The suit was filed by individual Indian money holders and some of the same issues that tribes faced back then, still prevail.

For example, in the original settlement plan as proposed by Interior Secretary Gale Norton, she submitted a plan which failed to consult with Indian tribal nations and that remains a critical issue in any future settlement. It should be noted that the National Congress of American Indians has been very active in their role to mediate the issue.
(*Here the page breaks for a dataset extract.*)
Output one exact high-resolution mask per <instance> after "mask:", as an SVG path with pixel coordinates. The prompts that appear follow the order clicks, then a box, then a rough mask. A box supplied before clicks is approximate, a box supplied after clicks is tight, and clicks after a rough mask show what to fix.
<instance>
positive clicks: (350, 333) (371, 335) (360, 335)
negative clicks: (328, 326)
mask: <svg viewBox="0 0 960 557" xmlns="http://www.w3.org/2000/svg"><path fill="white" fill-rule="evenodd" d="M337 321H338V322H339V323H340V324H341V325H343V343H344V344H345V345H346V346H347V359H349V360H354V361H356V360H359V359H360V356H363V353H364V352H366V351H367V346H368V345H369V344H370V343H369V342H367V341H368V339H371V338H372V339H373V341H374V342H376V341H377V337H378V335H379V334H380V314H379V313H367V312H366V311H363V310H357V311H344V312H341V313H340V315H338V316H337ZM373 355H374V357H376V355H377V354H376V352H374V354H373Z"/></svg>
Finally, if is true that the Bush Administration has been reluctant to follow its trust responsibility by redefining its role, the implications should make Lakota people and their respective tribal governments very nervous.

The Democratic Policy Committee in Oct. 7, 2004 wrote, "Tribal leaders and scholars believe that certain new policies advanced by the Bush Administration will have a corrosive effect on the trust relationship, diminish the federal trust responsibility and possibly lead to tribal termination.

These observers report the administration's proposals to "privatize" the provision of health care services to Indians, "outsource" the administration of schools now operated by the Bureau of Indian Affairs, and "waive" sovereign immunity in business transactions with energy development on Indian lands."

Moore added, "The Rosebud Sioux Tribe with all the Great Sioux Nations, are recognized as leaders in the right to preserve sovereignty, promote treaty rights and the restoration of our land base.

“We will continue to lead the fight in response to this assault on sovereignty and treaty rights."

between2worlds 11-13-2006 12:38 PM

It is estimated that the federal government has managed to "lose" 900 BILLION dollars of ndn money. The tribes should get the money that is owed them PERIOD. Enough backpeddling and stupid shenanigans.

For the record: yes, I'm a taxpayer and no, I wouldn't benefit from the repayments.

It's about what is the RIGHT thing to do. The federal government made the promises. The promises were broken. When promises are broken, restitution is what is required as just compensation. This is what our legal system is supposedly founded on.

Tonight after work, I'm sending email to every Senator on the hill urging that they oppose this bill. While my voice is only one voice, perhaps others will see this link to the contact info for the US Senate and join in calling for the defeat of this wrong headed legislation!